Photocredit: Cheryl King
26 April 2014, Vancouver, Canada – Upcycle the Gyres Society (UpGyres) and Biomimicry 3.8 are pleased to announce that they are working together to design, model and develop UpGyres marine plastic collection equipment.
Biomimicry 3.8 is the global leader in biomimicry innovation consulting, professional training, and educational program and curricula development. Their mission is to train, equip, and connect scientists, engineers, architects, educators, and other innovators to sustainably emulate nature’s 3.8 billion years of brilliant designs and strategies.

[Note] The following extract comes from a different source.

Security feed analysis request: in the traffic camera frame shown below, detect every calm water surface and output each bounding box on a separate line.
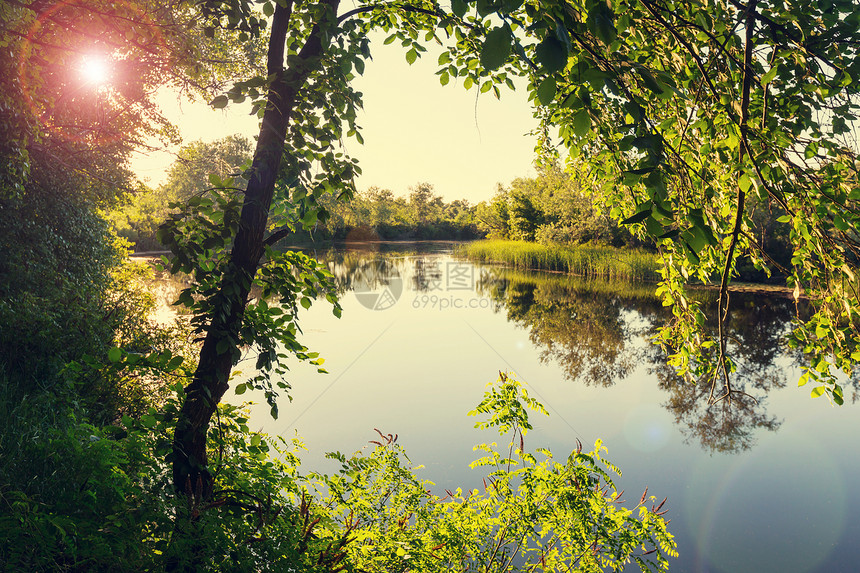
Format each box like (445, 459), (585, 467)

Over the past 14 years, Biomimicry 3.8 has helped more than 250 clients and partners redesign sneakers, carpets, furniture, manufacturing processes, airplanes, and even entire cities; all in nature’s sustainable image.
UpGyres and Biomimircy 3.8 are undertaking the conception of, creating, and implementing ideas to develop and produce cost-effective, safe, durable and scalable ocean plastic cleanup equipment and processes to deliver efficient, ecological and regenerative solutions for the recovery of discarded plastics from the ocean.
UpGyres is designing with environmental and volumetric considerations that have never been measured in order to create a new form that has not existed before and incorporate it into a disruptive business model to transform the problem of marine plastic waste into an opportunity.
Establishing this relationship with Biomimicry 3.8 is consistent with UpGyres’ strategy of implementing Ethical Technologies, Integrative Design and a Therapeutic Process to Ocean Plastic Remediation.
The design, technology and operational challenges faced by UpGyres’ R&D partners to create equipment capable of harvesting micro, meso and macro plastic from the surface and water column without harming marine life are immense and demand Life’ Principles Audit, Systems Integration and Biological Intelligence which will be provided by Dayna Baumeister / Co-founder and Keystone, Mark Dorfman / Green Chemist & Research Analyst, and by Nicole Hagerman Miller / Managing Director at Biomimicry 3.8
There are an estimated 142 billion kilos or 315 billion pounds of plastic waste swirling in the oceans; when recovered with the right equipment and method, this trash could potentially contribute revenues and added value by the hundreds of millions and create a modest amount of jobs at sea and ports while helping to reduce greenhouse gas emissions and acidity levels in the oceans.